Earlier this week I had to fly down to KwaZulu-Natal to participate in the national standardisation of drama practicals. It was my first introduction to the Dramatic Arts examining panel, and they were – as can be expected – absolutely fabulous and thoroughly entertaining.

On Monday night for dinner they elected to eat at a local hotel’s restaurant, which has a decent reputation in the area. I held my composure when they made that decision, and I do not think that my face betrayed my sinking heart. It had been well over a decade since last I dined there, but that particular restaurant has a particularly traumatic history for me personally. The last time I was there was a night that in many ways altered the course of my life. I thought I had worked through a lot of that baggage, but suddenly I felt in my heart that I was going to be tested.

To complicate matters, both the schools we moderated were schools at which I had taught, and there was already a haze of nostalgia hanging over the trip. In truth, KZN has long had a hold on my heart. The rolling green hills touch something in me and evoke a sort of yearning that is very hard to explain. I don’t think you ever forget the places that break you. Nor, for that matter, the ones that help restore you. The Midlands represents both for me.

As I sat in my room at the guesthouse, overlooking the silent farmlands, softly lit by the early evening sun, I could not but help reflecting on what it means to be haunted. I reached two important conclusions.

The view from the guesthouse
The view from the guesthouse

The first is this: haunting is always about loss. The import of this is significant. You see, the loss of something or someone important is always devastating. The hole that is left behind can never be filled by anything else, no matter how hard we may try. And time may make the loss more bearable, but it never heals because it can never bring restoration. People are unique, as are relationships, or states of being – like innocence. The loss of these may be mitigated by time, but the loss is nonetheless permanent.

And so I was compelled to confront what it was that I had lost in the Midlands all those years ago. The answer is far from simple: a belief that life is basically good; a conception of myself as noble (I am glad I lost this – it made me arrogant); a multitude of dreams; wholeness. In many ways I am better for these losses, and in many ways not. Either way, I am unalterably different.
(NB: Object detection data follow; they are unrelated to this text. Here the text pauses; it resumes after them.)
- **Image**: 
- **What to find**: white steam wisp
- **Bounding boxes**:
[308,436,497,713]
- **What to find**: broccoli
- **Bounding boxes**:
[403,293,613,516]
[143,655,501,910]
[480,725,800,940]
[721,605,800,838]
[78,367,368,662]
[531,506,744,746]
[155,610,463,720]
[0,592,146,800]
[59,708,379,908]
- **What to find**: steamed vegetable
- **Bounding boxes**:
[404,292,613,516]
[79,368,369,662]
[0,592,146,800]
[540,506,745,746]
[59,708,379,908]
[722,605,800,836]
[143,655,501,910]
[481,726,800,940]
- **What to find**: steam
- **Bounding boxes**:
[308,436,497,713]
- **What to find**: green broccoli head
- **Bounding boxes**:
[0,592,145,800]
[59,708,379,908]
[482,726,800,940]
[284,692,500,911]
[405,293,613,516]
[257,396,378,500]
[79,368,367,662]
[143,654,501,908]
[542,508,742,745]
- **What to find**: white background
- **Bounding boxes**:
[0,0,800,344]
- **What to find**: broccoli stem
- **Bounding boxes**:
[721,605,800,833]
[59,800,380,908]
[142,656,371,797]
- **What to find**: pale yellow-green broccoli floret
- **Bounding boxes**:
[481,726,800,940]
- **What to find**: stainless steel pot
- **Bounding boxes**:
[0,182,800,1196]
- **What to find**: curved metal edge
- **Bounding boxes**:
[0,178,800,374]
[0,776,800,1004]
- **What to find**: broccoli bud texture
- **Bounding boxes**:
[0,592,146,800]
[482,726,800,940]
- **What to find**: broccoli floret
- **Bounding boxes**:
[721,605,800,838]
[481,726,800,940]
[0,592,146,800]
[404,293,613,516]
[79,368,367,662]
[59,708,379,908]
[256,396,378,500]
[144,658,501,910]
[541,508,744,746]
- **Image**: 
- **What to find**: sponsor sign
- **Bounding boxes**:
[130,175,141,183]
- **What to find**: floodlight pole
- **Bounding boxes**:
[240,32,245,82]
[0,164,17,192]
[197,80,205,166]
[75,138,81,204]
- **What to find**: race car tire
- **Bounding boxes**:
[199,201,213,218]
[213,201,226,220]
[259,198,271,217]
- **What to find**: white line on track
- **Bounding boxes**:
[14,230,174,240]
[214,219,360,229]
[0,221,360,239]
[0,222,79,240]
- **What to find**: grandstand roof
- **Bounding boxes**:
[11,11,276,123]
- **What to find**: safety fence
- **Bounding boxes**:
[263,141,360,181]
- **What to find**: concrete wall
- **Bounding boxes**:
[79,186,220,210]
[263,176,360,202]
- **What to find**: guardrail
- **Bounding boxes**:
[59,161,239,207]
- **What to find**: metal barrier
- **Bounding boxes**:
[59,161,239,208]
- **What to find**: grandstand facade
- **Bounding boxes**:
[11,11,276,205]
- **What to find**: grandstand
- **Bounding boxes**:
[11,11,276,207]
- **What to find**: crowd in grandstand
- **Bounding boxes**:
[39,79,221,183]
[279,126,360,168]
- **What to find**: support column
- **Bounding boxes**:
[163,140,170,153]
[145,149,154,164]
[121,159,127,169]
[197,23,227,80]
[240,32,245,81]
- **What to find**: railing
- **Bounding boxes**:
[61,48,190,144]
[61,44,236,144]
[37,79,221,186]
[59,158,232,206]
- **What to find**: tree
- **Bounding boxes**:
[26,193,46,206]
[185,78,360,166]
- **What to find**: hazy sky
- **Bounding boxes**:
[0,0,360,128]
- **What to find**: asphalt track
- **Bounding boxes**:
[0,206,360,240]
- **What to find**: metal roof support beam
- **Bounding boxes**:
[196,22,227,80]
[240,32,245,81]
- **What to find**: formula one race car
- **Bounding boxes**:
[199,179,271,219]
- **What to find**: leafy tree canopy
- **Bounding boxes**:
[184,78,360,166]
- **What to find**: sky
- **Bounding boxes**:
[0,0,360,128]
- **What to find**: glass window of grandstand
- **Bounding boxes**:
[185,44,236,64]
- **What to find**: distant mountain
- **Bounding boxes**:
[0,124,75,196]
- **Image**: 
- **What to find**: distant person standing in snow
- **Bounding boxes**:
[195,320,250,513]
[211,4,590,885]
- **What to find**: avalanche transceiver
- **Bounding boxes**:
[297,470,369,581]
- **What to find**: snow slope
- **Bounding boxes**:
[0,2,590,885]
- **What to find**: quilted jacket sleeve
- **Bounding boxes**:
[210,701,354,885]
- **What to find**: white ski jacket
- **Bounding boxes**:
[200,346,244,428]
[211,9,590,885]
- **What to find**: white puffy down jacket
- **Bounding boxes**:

This led to my second revelation. There were no ghosts. At least, none external. It was not the landscape that was haunting me. The verdant plains were not groaning under the weight of my countless yesterdays. I was. True, the landscape had stirred them – awoken something long dormant – but I realised that even though I thought I had left many of them behind, I still carried them with me. I was haunting myself with unresolved feelings.

So how does one excorcise these sombre spectres of yesteryear? I think the key lies in recognising what they are: my losses. Maybe I don’t need to try get rid of them. After all, they are a link to a distant time when I was a different man, a man I lost along the way. They are a reminder of who I was, and can never be again.

And so I will choose not to mourn their parting. How can one mourn change, especially when the path those losses put me on has led me here, to a place where I am stronger, humbler, wiser, living more deliberately and meaningfully? I cannot regret the man I have become, and yet will be. On the journey I have come to a deep understanding of grace and purpose, of what it is to be loved by my God. I have met people who have transformed my ideas and shaped my opinions. I am richer in every way. So yes, I am haunted, and the emptiness of the losses will sometimes be starkly apparent, but I do not fear the ghosts anymore. I greet them like old friends, and they smile – somewhat sadly – and fade in the dying light.